Russian e-crime tools and services are getting cheaper, and the black market that supports them is becoming more diverse, according to research by IT security company Trend Micro.
Overall, the range of Russian cyber tools and services on offer are becoming cheaper, Trend Micro senior threat researcher Max Goncharov told SC Magazine UK on Wednesday. For example, the average price of a distributed denial-of-service attack (DDoS) has gone from US$50-80 per day in 2011 to $30-70 per day in 2012. Stolen credit card details are also cheaper.
Average prices are probably going down due to more efficient technologies in the hands of criminals, continuing insecurities in software, and lack of general consumer security, said Goncharov.
"Technologies are getting faster, software [security] is not really getting better, and consumers still rely on luck," said Goncharov.
Some services, such as malware programming and cryptography, have stayed at the same price, said Goncharov.
The Russian black cyber market is becoming more organised, and the ecosystem that supports it more diverse. Trend Micro is tracking more than 80 Russian-speaking e-crime forums, and increasingly communications are initiated on forums which then move to encrypted VPN (virtual private network).

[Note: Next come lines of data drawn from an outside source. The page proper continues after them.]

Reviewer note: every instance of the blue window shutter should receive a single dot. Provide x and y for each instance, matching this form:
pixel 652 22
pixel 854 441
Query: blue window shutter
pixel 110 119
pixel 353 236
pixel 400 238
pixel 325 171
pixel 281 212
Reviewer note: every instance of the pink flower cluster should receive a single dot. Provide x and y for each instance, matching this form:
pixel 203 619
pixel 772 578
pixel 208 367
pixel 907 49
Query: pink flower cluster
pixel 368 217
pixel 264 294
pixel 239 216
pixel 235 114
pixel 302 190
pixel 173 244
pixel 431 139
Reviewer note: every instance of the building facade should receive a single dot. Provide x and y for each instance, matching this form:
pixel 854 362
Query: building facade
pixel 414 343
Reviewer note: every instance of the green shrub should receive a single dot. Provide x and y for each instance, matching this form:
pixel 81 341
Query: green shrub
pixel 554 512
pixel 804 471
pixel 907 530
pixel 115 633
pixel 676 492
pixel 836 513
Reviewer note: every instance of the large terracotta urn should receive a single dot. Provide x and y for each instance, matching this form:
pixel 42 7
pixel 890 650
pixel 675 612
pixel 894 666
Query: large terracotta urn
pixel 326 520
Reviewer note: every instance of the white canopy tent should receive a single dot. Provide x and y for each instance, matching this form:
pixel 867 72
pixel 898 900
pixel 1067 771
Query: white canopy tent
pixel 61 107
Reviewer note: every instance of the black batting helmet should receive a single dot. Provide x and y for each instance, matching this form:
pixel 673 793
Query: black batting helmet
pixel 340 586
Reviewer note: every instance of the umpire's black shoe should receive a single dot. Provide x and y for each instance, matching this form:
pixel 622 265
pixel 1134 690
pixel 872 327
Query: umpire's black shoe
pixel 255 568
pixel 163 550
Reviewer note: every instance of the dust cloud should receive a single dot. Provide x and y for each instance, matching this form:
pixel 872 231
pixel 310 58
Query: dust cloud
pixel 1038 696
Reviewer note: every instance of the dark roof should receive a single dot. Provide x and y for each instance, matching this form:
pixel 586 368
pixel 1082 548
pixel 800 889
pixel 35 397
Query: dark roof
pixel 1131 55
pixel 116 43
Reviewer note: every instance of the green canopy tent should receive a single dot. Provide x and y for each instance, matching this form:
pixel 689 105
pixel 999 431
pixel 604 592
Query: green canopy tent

More individualised, specialised services are emerging, such as file crypting services, which conceal infected files or malware from security software. Some groups specialise in preparing phishing and web scamming resources for sale, and others will prepare drop files for use in exploit kits, for example.
The range of Russian e-crime products and services includes dedicated servers, proxy servers, VPN services, social engineering services and hacking services, according to a Trend Micro report published on Tuesday.
Despite a trend towards specialisation, some groups still run several areas of a malware business to keep costs down and retain control of their products, Goncharov added.